ServiceNow is used to create various dashboards which are important to Thomson Reuters leadership to view the health of the AWS environment in a glance, and detailed dashboards for individual application, business units and AWS Regions are also curated for specific requirements. This solution allows Thomson Reuters to capture metrics which helps to understand the scheduled changes that AWS performs and identify the underlying resources that are impacted in different AWS accounts. The ServiceNow incidents created from Health events are used to take real-time actions to mitigate any potential issues.

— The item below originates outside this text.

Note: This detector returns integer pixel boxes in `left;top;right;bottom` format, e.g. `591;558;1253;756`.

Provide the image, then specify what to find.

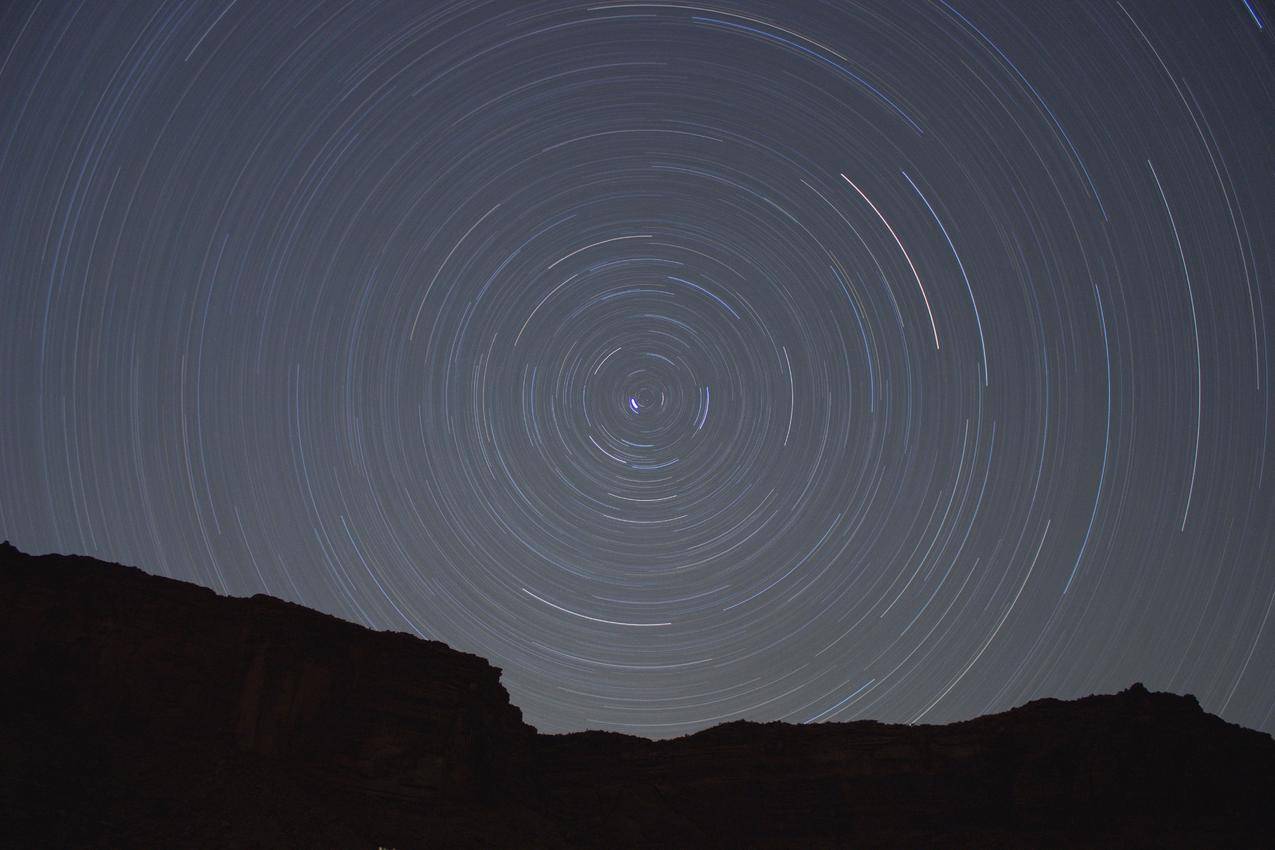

Thomson Reuters has a business requirement to persist AWS Health event history for a minimum of 2 years, and a need for customized dashboards for leadership to view performance and availability metrics across applications. This necessitated the creation of dashboards in ServiceNow. Figures 2, 3, and 4 are examples of dashboards that are created to provide a comprehensive view of AWS Health events across the organization.
Datadog for account notifications
Thomson Reuters leverages Datadog as its strategic platform to observe, monitor, and track the infrastructure, applications and more. Health events with the category type Account Notification are forwarded to Datadog and are monitored by Thomson Reuters Global Command Center part of the Service Management. Account notifications are important to track as they contain information about administration or security of AWS accounts. Like ServiceNow, Datadog is also used to curate separate dashboards with unique Datadog monitors for monitoring and tracking these events (Figure 5). Currently, the Thomson Reuters Service Management team are the main consumers of these Datadog alerts, but in the future the strategy would be to route relevant and important notifications only to the concerned application team by ensuring a mandatory and robust tagging standards on the existing AWS accounts for all AWS resource types.
Thomson Reuters will continue to enhance the logic for identifying important Health events that require attention, reducing noise by filtering out unimportant ones. Thomson Reuters plan to develop a self-service subscription model, allowing application teams to opt into the Health events related to their applications.
The next key focus will also be to look at automating actions for specific AWS Health scheduled events wherever possible, such as responding to maintenance with AWS System Manager Automation documents.
By using this solution, Thomson Reuters can effectively monitor and track AWS Health events at scale using the preferred internal tools ServiceNow and Datadog. Integration with ServiceNow allowed Thomson Reuters to measure and track all the events and estimate the health performance with key indicators that can be generated from ServiceNow. This architecture provided an efficient way to track the AWS scheduled changes, capture metrics to understand the various schedule changes that AWS is doing and resources that are getting impacted in different AWS accounts. This solution provides actionable insights from the AWS Health events, allowing Thomson Reuters to take real-time actions to mitigate impacts to the applications and thus offer high Service levels to Thomson Reuters customers.